WHEELING - Ohio County Administrator Greg Stewart hopes earth work for the proposed Wild Escape Theme Park can begin this summer.
Stewart told Ohio County Development Authority members in January that he hoped ground would be broken on the project sometime this year. But if for some reason Wild Escape doesn't come to fruition, the county would still pursue a similar project, he said.
"If it doesn't happen, we'll still have a destination. We'll keep trying to do something out there," Stewart said in reference to the west end of The Highlands, where Wild Escape currently has been proposed.
"We'll continue to work on that area of the development. We're going to keep on trying - nothing ventured, nothing gained."
The theme park's developer, Steve Minard, compared working out the details of a theme park to "planning a small city."
"We're heavy in the details game at this point. ... There are so many parties involved ... We would love to begin in that timeframe, but we want to do it right and do it right the first time," Minard said.
Will the Wild Escape Theme Park at The Highlands ever become a reality?

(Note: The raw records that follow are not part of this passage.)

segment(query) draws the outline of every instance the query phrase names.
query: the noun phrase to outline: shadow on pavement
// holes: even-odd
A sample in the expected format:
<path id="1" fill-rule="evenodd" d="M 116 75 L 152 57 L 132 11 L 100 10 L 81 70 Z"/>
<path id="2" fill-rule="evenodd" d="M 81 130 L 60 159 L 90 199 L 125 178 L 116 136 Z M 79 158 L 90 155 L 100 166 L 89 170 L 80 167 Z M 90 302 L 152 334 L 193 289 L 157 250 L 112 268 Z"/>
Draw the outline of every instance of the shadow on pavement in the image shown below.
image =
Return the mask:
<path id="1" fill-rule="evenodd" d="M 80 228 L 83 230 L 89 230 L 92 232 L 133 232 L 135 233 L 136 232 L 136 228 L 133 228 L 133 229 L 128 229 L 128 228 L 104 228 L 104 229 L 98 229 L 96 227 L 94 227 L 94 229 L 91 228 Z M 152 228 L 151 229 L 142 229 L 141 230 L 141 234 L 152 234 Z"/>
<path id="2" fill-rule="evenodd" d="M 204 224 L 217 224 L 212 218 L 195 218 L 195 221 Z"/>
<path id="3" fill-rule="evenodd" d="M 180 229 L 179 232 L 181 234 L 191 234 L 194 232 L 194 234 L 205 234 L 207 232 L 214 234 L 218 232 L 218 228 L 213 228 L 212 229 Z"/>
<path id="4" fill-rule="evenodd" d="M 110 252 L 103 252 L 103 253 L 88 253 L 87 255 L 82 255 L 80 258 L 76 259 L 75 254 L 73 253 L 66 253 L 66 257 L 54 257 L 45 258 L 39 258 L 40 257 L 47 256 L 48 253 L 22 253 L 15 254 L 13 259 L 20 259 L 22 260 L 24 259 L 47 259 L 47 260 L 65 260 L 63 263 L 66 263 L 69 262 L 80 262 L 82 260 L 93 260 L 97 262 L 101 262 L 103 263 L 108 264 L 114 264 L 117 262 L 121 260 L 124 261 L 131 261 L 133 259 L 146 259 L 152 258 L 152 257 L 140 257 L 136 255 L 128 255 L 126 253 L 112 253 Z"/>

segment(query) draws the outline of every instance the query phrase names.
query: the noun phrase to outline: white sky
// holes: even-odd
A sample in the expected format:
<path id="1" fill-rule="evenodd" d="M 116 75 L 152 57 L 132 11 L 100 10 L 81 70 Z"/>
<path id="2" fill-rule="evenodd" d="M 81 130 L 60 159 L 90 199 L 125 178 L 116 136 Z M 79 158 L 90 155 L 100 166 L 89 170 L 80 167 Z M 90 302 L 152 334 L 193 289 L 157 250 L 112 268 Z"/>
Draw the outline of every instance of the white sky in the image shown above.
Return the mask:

Even though it's been nearly five years since the project's announcement, ground has yet to be broken on the proposed theme park. Ohio County officials remain hopeful the project will begin at some point this year, but said they are ready to move forward with other plans if Wild Escape doesn't happen.
Stewart noted there are some people who "pick on" the county for not having the theme park built, but that doesn't mean officials aren't still trying.
"Sometimes being in our position, you get a little frustrated. You're trying to bring the right things to the community and sometimes ... you feel like you get smacked over the head even for trying," he said. "When you're in here putting your neck on the line trying to get some things done ... it gets hard sometimes after you get kicked in the head for awhile.
"We'll keep trying if somehow (Wild Escape) doesn't work out. Who knows what that might be - it might be portions of it or something completely different."
In 2006, county officials and Minard announced their plan to build the park. After waiting to get related environmental permits approved, it would appear nothing was stopping the project from getting started.
But then the economy tanked. And Stewart said the souring of the economy not only slowed the pace of development at The Highlands in general, but also slowed the county's willingness to start work on the theme park.
"The economy since the fall of 2008; when the stock market fell; massive changes in the banking industry; some national retail tenants closing - a lot of those factors brought progress we had up until that point to a slowdown. We've still had good tenant activity, but things aren't happening at the same pace they had prior to 2008," Stewart said.
County officials did not want to build the theme park and then have it falter because of the recession, he said.
"It's something we hope to see happen this year. We're working out the details on that. We're still in discussion with those folks. ... We don't want to force it. We want it to be successful," Stewart said.